Ian: Spoon have always made technically brilliant albums - pure rock 'n' roll which is so clinical you can easily dissect it into its component parts, and yet never short on real soul and passion. But never has that vision been so well executed as on their eighth studio album.

Andy: They're not the most highly acclaimed band 2000-2010 on Metacritic for nothing, if you care for ratings on review aggregation websites. Despite that quality, there's a step up on this eighth album, full of ready made radio-friendly classics, if radio still played music like this. Melodically brilliant, musically exciting and lyrically biting, I think it's got everything you could want.




9. Real Estate - Atlas (Domino) - 49 points


Dom: The year's most jangly album? Gloriously so. These guitar lines weave an irresistible, shimmering pattern throughout. The sound of a hazy, lazy, cocktail-soaked beach party far from home, accompanied by lyrical reminders that you've lost your wallet, phone and keys and probably should have headed home back ago.

Matt: They might well be a walking talking Portland cliche, with the jangly indie guitars a very familiar tone. But Real Estate have an incredible knack for a tune that the distant reverby vocals don’t completely smudge into oblivion. An alternative treat.

Steve: The haunting harmonies and minor chord progressions often recall early REM or my old cassettes of forgotten Creation Records bands (18 Wheeler, Velvet Crush, BMX Bandits), but there is something pure and honest and true about the way in which they have been refashioned here. 

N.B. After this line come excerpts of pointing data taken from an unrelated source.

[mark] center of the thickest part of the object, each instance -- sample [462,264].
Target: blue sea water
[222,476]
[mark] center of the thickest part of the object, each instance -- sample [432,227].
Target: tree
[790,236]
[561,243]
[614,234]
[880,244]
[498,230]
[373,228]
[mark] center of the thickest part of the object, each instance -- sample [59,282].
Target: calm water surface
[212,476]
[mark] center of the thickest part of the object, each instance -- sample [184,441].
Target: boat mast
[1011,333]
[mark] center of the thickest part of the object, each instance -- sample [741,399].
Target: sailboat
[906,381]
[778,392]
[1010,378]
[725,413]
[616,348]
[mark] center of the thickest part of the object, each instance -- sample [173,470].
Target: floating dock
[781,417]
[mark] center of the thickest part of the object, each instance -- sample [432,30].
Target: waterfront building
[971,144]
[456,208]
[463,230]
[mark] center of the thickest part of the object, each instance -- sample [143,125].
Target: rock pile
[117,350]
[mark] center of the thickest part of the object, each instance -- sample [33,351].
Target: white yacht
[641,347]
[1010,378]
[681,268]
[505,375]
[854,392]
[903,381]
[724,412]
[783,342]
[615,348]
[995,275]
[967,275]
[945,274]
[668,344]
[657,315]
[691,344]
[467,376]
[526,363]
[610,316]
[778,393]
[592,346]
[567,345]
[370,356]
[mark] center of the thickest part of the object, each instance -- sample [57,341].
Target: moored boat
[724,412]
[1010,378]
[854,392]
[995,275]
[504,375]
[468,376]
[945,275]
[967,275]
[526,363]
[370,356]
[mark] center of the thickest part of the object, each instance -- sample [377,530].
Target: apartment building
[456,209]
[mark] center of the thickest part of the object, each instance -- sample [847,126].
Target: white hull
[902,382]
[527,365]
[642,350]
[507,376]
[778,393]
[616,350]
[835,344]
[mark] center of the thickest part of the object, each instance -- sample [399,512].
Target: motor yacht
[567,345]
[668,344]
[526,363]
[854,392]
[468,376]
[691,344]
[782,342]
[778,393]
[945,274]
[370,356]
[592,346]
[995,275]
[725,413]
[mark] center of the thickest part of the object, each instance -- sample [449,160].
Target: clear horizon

Andy: the band sounding more confident and comfortable than ever, their songs bolder than before. And while the nostalgia is mildly heartbreaking – Courtney longs for the suburban safety of his youth but knows he can never get back there – it at least feels real, and not the rosy version of the endless summer we’re sold so often. It's a great record.  




10. Angel Olsen - Burn Your Fire For No Witness (Jagjaguwar) - 47 points


Andrew: Angel Olsen, once of Bonny Prince Billy’s backing band, struck out on her own with Half Way Home in 2012, a roots based pondering on the ways of the heart. That was good, this is stunning. Olsen’s voice is absolutely captivating, it leaves you hanging on her every word.

Ian: It's raw and emotional, with not a lick of polish in sight and more than a little debt to PJ Harvey along the way.

Steve: Like the rest of the album, 'High 5' is life-affirming and nostalgic, slacker-ish yet purposeful. At times you can hear touches of Cat Power, Mazzy Star, Leonard Cohen and Juliana Hatfield in her quavering Missouri voice, but in the main she has truly begun to find a very powerful voice all of her own.

Andy: The album veers from barely there acoustic songs to much bigger full arrangements, but Olsen sounds just as comfortable and just as brilliant with all of it.